Yaşam ve çevremde olan olayların karşısında kendimi bir "gözlemevi" gibi hissediyorum. Bu biraz da fizikçi olmaktan kaynaklanıyor olsa gerek. Olayları ve insanları gözlemeyi seviyorum. Eh ne yalan söyleyeyim biraz da renkli bir yaşamım var. Renkli derken sürekli değişen ve gelişmelere açık demek istiyorum. Türkiye ortalamaları açısından düşününce birden fazla STK’ya (Sivil Toplum Kuruluşu) üye olmak, hatta bir öğrenci kulübü kurmuş ve başkanlığını yapmış olmak insanın yaşamının renkli olmasını sağlıyor. Ya da internette chat yaptığı İngiliz bir arkadaşının Türkiye’ye gelip 1 ay birlikte kalması ve sonra ilginç bir şekilde ortadan kaybolması… Ya da dünyanın en büyük bilim merkezi ve hatta WWW’nin doğduğu yer olan CERN’e gidip orada çalışmak... Ya da milletvekili danışmanlığı yapmak… (Yazdıklarımın kendini beğenmişlik olarak algılanmamasını aksine neden paylaşmak istediğimin en iyi açıklaması olarak anlaşılmasını umuyorum)

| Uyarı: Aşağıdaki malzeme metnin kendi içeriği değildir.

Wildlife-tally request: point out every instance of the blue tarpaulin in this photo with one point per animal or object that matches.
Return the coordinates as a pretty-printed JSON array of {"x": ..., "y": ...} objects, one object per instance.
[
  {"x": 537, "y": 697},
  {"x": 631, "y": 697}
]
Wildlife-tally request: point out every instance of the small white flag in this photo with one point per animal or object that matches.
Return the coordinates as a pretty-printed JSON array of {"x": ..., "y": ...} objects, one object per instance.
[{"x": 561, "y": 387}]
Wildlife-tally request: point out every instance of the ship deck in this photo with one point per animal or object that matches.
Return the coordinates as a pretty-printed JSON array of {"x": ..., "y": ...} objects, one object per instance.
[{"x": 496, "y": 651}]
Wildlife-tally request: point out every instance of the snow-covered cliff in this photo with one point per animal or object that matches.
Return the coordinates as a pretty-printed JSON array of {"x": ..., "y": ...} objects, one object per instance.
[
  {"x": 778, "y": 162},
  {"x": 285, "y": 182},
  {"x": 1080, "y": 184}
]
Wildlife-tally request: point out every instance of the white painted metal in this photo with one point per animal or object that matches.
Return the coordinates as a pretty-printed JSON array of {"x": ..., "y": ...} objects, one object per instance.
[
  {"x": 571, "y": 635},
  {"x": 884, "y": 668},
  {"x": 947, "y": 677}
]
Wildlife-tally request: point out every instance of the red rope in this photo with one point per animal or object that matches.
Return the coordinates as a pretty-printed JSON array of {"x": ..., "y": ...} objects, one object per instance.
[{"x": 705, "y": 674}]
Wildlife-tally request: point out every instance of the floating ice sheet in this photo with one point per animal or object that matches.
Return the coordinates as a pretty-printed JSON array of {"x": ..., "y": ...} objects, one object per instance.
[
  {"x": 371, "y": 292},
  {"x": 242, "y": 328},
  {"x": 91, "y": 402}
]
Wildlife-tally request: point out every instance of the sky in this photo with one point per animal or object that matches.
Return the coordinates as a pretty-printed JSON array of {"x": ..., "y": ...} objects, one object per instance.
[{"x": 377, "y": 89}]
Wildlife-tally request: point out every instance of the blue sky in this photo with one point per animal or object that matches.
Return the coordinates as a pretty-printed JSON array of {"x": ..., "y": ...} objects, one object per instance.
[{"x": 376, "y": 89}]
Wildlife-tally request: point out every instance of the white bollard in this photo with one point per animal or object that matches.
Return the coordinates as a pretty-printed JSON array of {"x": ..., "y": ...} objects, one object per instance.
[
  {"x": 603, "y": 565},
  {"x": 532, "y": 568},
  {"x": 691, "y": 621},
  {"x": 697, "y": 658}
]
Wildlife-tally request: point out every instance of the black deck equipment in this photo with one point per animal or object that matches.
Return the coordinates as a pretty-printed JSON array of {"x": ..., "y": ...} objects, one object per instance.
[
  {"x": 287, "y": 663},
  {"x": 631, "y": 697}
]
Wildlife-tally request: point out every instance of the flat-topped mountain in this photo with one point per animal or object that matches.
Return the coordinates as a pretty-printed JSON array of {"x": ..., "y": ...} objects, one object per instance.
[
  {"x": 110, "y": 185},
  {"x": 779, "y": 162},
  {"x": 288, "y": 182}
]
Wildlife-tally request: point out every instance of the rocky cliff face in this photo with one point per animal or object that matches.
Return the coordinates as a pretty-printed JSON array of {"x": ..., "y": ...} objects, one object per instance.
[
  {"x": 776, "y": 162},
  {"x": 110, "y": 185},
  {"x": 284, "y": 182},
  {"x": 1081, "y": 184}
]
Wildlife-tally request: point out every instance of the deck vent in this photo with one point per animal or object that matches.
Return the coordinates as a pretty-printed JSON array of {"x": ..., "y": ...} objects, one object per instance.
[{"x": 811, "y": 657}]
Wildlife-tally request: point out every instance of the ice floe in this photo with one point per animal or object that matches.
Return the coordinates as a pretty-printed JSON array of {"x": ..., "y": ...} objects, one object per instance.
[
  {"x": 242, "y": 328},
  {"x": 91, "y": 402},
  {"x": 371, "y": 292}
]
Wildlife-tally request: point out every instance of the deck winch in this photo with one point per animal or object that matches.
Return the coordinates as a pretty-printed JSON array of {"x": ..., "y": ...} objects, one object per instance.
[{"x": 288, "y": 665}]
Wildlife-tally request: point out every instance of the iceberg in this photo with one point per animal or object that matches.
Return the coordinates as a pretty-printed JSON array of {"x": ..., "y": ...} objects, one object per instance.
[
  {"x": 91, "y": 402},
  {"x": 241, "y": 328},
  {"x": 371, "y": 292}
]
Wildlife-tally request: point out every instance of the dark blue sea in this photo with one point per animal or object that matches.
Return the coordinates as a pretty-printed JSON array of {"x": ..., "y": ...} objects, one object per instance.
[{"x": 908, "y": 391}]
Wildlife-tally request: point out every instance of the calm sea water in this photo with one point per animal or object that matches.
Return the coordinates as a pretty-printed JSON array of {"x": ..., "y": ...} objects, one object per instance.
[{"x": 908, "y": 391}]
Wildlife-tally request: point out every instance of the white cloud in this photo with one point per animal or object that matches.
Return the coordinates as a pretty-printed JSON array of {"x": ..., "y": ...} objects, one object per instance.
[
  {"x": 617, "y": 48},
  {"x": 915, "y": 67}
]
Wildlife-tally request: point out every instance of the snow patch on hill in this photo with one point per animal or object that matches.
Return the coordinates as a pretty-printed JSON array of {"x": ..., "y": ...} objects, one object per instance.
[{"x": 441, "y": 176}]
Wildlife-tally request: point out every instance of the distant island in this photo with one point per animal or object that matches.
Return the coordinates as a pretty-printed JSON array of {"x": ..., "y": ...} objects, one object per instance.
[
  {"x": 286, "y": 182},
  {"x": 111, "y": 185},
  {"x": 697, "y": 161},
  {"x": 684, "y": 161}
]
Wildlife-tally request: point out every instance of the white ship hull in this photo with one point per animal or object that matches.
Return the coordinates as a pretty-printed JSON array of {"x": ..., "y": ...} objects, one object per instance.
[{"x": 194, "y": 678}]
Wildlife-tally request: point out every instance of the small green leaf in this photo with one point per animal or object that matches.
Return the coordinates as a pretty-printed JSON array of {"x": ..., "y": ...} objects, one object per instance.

İşte bütün bunlardan dolayı çok büyük bir veri akışı var duyu organlarımdan ve beynimden geçen. Her şeyi kaydetmek ya da üzerinde yorum yapmak imkansız. Ama sadece bir kısmını bile saklayabilmek ilginç sonuçlar çıkarmanızı sağlayabiliyor. Bunun en basit örneğini geçmişte yazdığım yazılara bakınca anlıyorum. 25li yaşların üzerine çıkınca artık hiç hatırlamadığınız 18li yaşlarınızda yazılmış bir aşk mektubunu okumak ilginç duygular yaşatıyor insana. Bu geçmişe dönüp bakabilme isteği yüzünden çocukken bir alet hayal etmiştim. Sürekli benimle birlikte dolaşıp etraftaki her şeyi kaydedecek kamerası olan bir alet. Bu sayede her şeyi kalıcı hale getirebilecektim. Şu an çok daha rahat görüyorum. Bir şeyleri kalıcı hale getirmek için yazmak yeterli oluyor. Çocukken düşündüğüm aletin icat edilmesini beklemeye gerek yok.
Öte yandan bilginin evrensel olması gerektiğine inanıyorum. Paylaşılmayan bilginin bence bir anlamı yok. Internet ise bunun için en uygun ortam doğal olarak. Bilgiyi kağıtlara yazmak yerine Internet üzerinde saklamak çok daha anlamlı. Örneğin yeni aldığım fotoğraf makinesi üzerinde yaptığım deneysel çalışmaları anlatmak veya Gentoo kurarken karşılaştığım saç baş yolduran sorunlardan kurtulmanın yollarından söz etmek hatta hatta İsviçre konsolosluğuna gitmeden önce bilinmesi gereken bizzat tespit edilmiş 10 önemli ayrıntıyı yazmak, hem paylaşmak hem de ileride bakıp hatırlamak bağlamında çok yararlı.
İşte bu yüzden buraya bir şeyler yazmak için zaman ayırmaya çalışacağım.
Burada yazacaklarımı üçe ayırıyorum:
- Birincisi yaşama dair gözlemlerimi ve yorumlarımı yazacağım, düşünmek ve düşündürmek için.
- İkincisi kendimle ilgili gelişmelerden küçük notlar düşeceğim, hatırlamak ve hatırlanmak için.
- Üçüncüsü bana gelen çeşitli yazılardan bazılarını paylaşacağım, öğrenmek ve öğrenilmesini sağlamak için.
Bütün bunlarla birlikte tabiî ki gülmek ve güldürmek için de yazacağım.
Bir de tabi “iletişim” var. Hep söylüyorum. İletişim en büyük problemimiz. Bi iletişebilsek o kadar çok sorunumuz çözülecek ki. Aslında çok basit bir durum: veri alıp gönderme işlemi. Anlaşmak koşul değil. Sadece gönder ve al. Ama biz onu bile beceremiyoruz. Yazmak iletişim kurmak demek. Önce kendimle sonra okuyanlarla… İşte bu yüzden, yazmak gerek!